Comme à son habitude, le groupe marie des mélodies lentes et des arrangements sophistiqués mêlant guitares acoustiques et touches électroniques. Ce quatrième album est directement inspiré par la littérature à l'image du titre "Halascillag" qui renvoie au vaisseau fantôme de Gabriel Garcia Marquez ou encore "Sister River" qui évoque des images tirées du célèbre ouvrage de John Banville et nous plonge au cœur de l'univers marin.
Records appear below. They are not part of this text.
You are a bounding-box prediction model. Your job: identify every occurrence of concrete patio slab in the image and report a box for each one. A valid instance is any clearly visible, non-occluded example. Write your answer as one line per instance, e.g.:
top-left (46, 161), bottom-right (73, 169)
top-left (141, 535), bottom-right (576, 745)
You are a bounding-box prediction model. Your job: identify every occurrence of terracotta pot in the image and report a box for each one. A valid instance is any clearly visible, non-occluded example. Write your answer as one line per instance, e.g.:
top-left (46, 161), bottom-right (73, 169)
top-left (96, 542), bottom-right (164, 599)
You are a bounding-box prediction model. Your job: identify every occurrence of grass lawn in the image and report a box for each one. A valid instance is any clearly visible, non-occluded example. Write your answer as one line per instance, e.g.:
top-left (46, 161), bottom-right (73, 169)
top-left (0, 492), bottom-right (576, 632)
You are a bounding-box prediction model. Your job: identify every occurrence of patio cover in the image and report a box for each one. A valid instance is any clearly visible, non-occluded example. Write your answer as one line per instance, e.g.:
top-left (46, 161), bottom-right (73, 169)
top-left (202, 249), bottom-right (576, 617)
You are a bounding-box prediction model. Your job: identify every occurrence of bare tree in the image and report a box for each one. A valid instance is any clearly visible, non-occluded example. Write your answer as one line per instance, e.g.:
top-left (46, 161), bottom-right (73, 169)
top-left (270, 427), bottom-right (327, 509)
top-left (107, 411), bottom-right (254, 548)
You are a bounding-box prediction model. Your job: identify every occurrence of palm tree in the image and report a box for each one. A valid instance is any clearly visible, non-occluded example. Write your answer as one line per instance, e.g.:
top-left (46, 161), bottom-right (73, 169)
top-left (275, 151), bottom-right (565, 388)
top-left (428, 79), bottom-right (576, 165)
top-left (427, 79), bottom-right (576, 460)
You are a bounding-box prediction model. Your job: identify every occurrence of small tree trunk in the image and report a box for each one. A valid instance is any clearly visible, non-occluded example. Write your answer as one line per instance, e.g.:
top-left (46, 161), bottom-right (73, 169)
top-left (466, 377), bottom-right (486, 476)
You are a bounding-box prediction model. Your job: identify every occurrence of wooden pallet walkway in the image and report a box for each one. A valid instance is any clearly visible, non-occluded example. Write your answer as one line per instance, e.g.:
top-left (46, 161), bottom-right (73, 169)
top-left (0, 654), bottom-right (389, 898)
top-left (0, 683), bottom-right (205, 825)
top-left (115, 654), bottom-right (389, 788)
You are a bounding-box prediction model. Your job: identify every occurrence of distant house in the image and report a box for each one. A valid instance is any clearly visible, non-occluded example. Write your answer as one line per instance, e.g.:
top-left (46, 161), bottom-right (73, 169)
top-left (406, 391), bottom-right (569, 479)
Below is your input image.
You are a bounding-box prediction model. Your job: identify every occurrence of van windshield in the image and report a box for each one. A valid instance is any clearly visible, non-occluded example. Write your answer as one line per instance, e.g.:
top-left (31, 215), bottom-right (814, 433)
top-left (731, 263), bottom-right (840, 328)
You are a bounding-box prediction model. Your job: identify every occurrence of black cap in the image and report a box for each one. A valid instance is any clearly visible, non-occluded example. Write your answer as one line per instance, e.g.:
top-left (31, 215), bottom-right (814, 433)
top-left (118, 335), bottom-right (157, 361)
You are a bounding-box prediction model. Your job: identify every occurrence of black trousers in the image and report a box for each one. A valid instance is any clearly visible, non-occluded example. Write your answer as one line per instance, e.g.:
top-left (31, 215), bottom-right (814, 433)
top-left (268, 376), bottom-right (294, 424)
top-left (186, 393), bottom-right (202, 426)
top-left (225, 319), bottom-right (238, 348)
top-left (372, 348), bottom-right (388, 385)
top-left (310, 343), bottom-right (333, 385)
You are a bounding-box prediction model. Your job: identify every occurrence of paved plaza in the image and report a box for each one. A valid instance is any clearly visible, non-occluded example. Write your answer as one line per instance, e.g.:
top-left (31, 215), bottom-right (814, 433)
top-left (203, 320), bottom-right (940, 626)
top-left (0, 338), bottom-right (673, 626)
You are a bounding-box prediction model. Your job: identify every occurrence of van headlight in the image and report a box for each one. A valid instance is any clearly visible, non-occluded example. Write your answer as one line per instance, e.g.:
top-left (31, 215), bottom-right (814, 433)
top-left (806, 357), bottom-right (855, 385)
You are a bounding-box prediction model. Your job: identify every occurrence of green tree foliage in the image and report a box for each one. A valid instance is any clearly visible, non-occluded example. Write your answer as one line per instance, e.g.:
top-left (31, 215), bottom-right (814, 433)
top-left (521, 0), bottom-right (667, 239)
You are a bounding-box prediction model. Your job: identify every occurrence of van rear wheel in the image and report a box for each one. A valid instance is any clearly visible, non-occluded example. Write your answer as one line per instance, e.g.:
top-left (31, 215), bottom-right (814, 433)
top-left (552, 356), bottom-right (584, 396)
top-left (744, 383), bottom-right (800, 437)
Malgré quelques arrangements plus dynamiques comme ce piano pop de "Hi Life" ou encore les sursauts électro en seconde partie de "Rest", Brotherocean est un album très calme et les compositions sont toujours marquées par une mélancolie prégnante qui ne tombe jamais dans l'excès de pathos. Le chant sobre et traînant de Jonathan Morali est porteur d'un spleen gorgé de délicatesse qui s'exprime à travers de belles mélodies entêtantes à l'instar de celle qui règne en maître sur "A Robbery". Comme d'habitude, le groupe n'a pas son pareil pour nous servir des ballades folk enveloppantes à l'image de "Lost" ou de la ritournelle d'accords obsédante de "I Might Float". Sans oublier le plus beau titre de l'album, "We Are Invisible", doté de superbes parties instrumentales fantomatiques où l’acoustique et électronique se marient dans un superbe écrin de douceur mélodieuse.
De l'ouverture électro douce et lumineuse de "Wolfmother" à la longue pièce de plus de huit minutes "Hadrian's Wall" habitée par un jeu de percussions plus remuant, les titres s’enchaînent ainsi avec une grande fluidité jusqu'à la sympathique conclusion sifflotante de "One by One". Dernier album de Syd Matters (outre les projets parallèles et les bandes originales de films et de jeux vidéos) avant une longue période de pause, Brotherocean est un très bel album qui colle au style développé par les Français depuis le début des années 2000 et qui a permis de les installer comme chefs de file d'une scène folk française qui reste malheureusement trop souvent dans l'ombre.